“Todos nascemos filhos de mil pais e de mail mil mães, e a solidão é sobretudo a incapacidade de ver qualquer pessoa como nos pertencendo, para que nos pertença de verdade e se gere um cuidado mútuo. Como se os nossos mil pais e mais as nossas mil mães coincidissem em parte, como se fossemos por aí irmãos, irmãos uns dos outros. Somos o resultado de tanta gente, de tanta história, tão grandes sonhos que vão passando de pessoa a pessoa, que nunca estaremos sós.”

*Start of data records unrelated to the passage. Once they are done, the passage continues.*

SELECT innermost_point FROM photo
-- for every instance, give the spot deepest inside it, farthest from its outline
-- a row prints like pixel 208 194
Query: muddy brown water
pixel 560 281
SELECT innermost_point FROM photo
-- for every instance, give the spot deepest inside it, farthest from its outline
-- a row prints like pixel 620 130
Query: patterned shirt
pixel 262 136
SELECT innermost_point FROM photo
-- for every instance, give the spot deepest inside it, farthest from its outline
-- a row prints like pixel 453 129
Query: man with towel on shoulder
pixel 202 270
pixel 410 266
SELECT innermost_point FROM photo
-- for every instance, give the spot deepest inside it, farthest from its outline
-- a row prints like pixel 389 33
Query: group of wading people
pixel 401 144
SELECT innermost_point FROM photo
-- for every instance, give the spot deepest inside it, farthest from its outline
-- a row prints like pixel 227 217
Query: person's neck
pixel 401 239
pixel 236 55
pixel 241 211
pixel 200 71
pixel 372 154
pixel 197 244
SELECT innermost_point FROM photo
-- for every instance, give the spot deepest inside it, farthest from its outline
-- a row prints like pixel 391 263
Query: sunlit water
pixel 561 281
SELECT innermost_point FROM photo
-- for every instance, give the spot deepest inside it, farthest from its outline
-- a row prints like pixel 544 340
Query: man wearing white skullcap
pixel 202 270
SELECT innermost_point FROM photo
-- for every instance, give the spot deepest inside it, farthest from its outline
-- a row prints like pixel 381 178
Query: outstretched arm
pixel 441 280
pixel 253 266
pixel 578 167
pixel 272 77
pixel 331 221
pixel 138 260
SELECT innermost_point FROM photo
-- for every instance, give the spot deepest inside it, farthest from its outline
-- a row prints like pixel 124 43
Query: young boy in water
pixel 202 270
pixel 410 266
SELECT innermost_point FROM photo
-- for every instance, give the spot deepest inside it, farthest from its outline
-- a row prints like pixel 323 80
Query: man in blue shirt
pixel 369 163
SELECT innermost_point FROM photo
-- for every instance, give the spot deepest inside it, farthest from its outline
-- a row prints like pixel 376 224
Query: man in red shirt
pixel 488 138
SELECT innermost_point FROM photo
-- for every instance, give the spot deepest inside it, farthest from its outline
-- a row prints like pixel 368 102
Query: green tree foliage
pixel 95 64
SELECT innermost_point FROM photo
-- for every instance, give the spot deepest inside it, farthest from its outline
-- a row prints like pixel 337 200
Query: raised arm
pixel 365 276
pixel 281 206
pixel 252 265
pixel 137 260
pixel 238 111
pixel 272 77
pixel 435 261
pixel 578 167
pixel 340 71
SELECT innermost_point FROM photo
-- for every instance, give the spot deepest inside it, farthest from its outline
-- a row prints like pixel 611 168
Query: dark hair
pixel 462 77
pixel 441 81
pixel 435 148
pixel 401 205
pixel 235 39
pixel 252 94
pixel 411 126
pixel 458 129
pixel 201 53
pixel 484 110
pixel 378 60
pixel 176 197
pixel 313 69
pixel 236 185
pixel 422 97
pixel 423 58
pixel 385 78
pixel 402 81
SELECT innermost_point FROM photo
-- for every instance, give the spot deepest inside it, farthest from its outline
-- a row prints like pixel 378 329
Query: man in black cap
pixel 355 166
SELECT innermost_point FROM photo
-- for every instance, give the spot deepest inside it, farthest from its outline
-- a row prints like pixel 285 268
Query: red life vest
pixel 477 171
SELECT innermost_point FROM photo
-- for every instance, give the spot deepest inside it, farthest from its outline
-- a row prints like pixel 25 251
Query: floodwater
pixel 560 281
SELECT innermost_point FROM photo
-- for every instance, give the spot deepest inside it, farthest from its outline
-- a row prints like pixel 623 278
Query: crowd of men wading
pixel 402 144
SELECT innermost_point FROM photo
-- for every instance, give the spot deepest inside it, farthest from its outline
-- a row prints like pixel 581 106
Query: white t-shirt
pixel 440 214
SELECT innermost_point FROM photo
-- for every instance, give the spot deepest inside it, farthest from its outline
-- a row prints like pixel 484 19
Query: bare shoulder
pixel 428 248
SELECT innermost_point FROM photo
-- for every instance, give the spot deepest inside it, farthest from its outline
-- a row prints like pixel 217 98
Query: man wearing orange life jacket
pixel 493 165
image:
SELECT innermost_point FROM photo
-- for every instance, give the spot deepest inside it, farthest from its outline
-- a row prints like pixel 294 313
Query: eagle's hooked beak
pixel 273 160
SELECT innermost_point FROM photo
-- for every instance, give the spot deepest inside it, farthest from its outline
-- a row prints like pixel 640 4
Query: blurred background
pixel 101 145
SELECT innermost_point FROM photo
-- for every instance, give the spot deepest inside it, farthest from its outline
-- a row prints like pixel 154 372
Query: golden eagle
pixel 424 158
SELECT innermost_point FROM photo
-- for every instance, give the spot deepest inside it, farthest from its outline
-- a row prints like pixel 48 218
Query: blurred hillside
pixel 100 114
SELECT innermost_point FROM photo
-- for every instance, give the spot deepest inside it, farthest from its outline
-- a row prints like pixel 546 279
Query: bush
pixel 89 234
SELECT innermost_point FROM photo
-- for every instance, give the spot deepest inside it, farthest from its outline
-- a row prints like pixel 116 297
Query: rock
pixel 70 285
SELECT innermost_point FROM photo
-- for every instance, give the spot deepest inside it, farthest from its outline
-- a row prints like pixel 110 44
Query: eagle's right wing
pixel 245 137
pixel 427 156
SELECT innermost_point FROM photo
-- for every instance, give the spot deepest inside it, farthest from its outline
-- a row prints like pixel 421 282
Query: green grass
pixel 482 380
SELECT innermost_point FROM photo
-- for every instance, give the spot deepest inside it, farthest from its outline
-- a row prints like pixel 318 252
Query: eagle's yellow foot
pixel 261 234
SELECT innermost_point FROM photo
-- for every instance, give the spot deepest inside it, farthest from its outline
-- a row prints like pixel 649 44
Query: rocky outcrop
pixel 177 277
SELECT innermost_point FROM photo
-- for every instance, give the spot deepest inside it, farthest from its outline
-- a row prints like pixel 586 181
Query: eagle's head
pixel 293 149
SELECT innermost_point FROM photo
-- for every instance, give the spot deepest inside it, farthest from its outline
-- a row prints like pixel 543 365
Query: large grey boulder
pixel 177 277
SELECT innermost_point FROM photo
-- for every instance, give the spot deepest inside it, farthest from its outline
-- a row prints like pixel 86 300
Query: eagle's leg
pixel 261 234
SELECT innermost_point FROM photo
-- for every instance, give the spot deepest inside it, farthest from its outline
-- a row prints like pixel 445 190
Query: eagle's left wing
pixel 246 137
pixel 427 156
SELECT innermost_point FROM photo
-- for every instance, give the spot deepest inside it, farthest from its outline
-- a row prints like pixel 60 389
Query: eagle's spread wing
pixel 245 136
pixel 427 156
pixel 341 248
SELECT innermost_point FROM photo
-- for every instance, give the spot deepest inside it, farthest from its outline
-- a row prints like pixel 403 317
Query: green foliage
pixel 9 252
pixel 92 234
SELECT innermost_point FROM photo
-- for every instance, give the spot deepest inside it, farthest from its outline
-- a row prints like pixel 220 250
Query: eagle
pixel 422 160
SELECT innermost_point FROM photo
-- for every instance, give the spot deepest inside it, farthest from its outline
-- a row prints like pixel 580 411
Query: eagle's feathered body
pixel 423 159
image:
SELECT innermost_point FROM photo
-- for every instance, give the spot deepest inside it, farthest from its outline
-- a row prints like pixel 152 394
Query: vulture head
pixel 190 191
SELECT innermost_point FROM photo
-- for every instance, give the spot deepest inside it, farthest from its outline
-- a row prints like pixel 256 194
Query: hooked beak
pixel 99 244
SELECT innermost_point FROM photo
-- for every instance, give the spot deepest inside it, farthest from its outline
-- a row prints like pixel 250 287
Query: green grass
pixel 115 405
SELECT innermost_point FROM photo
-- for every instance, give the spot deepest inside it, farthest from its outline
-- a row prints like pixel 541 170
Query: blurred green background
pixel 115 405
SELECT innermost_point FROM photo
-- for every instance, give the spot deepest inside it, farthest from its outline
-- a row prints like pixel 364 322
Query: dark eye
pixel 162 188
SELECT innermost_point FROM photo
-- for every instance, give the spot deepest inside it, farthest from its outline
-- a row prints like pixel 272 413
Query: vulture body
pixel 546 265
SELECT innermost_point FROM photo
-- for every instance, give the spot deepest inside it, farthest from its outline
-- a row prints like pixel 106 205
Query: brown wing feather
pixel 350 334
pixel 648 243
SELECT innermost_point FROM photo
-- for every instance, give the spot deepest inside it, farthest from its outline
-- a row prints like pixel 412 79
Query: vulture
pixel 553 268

Valter Hugo Mãe, in O filho de mil homens

Quando a literatura reflete um admirável exercício de humanidade através da narrativa de personagens singulares que vivem e persistem para além do óbvio, porque confiam no invisível, é isto que acontece: um encontro magistral e poético da palavra escrita com as leis do amor que norteiam a existência humana. “O filho de mil homens” é este encontro, um livro de amor pela humanidade que nos invade quando se sabe que o sonho comanda a vida.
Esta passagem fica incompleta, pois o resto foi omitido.